Моя любимая часть Франковой интерпретации состоит в том, что Достоевский, пытаясь «скомпенсировать анахронизм, присущий структуре сюжета», должен представить Ставрогина «современной модификацией» онегинского типажа. Есть нечто убедительное в изображении Ставрогина в виде Онегина на новом этапе, Онегина после Пушкина, машины, провоцирующей дуэли и неспособной ответить на любовь. Это как если бы Ставрогин сам прочел бы «Евгения Онегина» и утратил иллюзии относительно того, что его ждет.
С другой стороны, даже если связь между Ставрогиным и Степаном Трофимовичем – анахронизм, это не проясняет ее тайну. Почему именно Степан Трофимович, а не Ставрогин якобы оказывается во главе вереницы свиней, несущихся к обрыву? Франк снова объясняет это техническим дефектом, а именно – изъятием главы о совращении двенадцатилетней девочки, которое Франк характеризует как «очень важный морально-философский эксперимент» в стиле раскольниковского убийства старухи-процентщицы. Когда редакторы сказали, что сцену исповеди Ставрогина публиковать нельзя, Достоевский лихорадочно завершал третью часть и таким образом «был вынужден исказить намеченную симметрию своего плана», перенеся часть моральной ответственности Ставрогина на Степана Трофимовича. Другими словами, загадка притязания Степана Трофимовича на роль предводителя бесов объясняется, для начала, тем, что эти слова должны были принадлежать не ему, а Ставрогину, но их пришлось переложить в его уста после изъятия сцены совращения.
* * *
Таким образом, получается, что «Бесы» – на самом деле лишь небрежно написанный роман, совокупность искаженных набросков, лишенная цельного смысла? Отнюдь нет. И я поняла это в аспирантуре. Поняла и через теорию, и через практику.

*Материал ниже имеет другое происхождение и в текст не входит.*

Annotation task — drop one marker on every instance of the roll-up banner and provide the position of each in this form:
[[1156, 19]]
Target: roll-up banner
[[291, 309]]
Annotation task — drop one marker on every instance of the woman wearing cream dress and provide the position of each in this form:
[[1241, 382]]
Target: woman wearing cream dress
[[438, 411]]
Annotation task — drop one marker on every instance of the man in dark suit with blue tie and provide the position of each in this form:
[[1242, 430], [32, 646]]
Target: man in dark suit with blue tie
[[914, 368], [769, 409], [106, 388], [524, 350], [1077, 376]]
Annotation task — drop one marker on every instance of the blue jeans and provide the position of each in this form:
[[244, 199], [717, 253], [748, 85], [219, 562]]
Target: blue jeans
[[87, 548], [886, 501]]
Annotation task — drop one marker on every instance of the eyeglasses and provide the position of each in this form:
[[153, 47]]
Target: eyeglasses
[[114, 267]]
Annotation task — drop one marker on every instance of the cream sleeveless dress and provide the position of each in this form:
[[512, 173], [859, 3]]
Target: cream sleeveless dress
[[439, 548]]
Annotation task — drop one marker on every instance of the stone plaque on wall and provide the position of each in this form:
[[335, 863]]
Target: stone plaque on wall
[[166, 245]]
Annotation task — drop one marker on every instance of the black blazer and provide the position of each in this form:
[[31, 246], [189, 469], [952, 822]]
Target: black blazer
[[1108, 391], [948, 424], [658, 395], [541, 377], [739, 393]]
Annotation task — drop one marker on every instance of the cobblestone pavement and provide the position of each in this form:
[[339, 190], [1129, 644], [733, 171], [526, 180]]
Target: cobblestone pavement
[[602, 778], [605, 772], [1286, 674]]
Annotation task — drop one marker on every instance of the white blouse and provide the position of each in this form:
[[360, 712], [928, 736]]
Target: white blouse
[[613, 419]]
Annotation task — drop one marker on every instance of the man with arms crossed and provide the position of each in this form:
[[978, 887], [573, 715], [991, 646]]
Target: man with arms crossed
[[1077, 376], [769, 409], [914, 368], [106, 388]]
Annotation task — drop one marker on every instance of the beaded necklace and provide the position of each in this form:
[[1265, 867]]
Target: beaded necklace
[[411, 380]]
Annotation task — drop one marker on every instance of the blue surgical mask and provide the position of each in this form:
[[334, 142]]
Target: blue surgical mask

Теоретической составляющей моего открытия стали работы Рене Жирара, почетного профессора стэнфордского французского отделения. В шестидесятые Жирар выдвинул теорию «миметического желания», созданную в противовес ницшеанской концепции автономии личности как ключа к самореализации и получившую потом широкое влияние. Согласно Жирару, не существует таких вещей, как личностная автономия или аутентичность. Все желания, которые определяют наши действия, мы заимствуем, копируем у кого-то Другого, кому ошибочно приписываем отсутствующую в нас автономность. («Ошибочно», поскольку Другой – тоже человек, и у него, следовательно, автономности не больше, чем у нас.) Желание, воспринятое у Другого, наделяет объект желания репутацией, делает его желанным. По этой причине желание обычно связано скорее с Другим, чем с предполагаемым объектом; оно всегда «метафизично» и в этом смысле опять же скорее связано с понятием «быть», чем с понятием «иметь». Суть не в том, чтобы стать обладателем объекта, а в том, чтобы быть Другим. (Именно поэтому в рекламе зачастую делают акцент не на истинных достоинствах продукта, а на том, как его покупают некие красивые и автономные с виду люди: потребитель жаждет получить не конкретную марку водки, а чувство, что он – тот же персонаж, который ее выбрал в рекламе.) Поскольку миметическое желание заразительно, отдельный человек нередко становится «медиатором» для некоторого числа желающих субъектов, которых затем начинают связывать между собой чрезвычайно страстные узы миметического соперничества.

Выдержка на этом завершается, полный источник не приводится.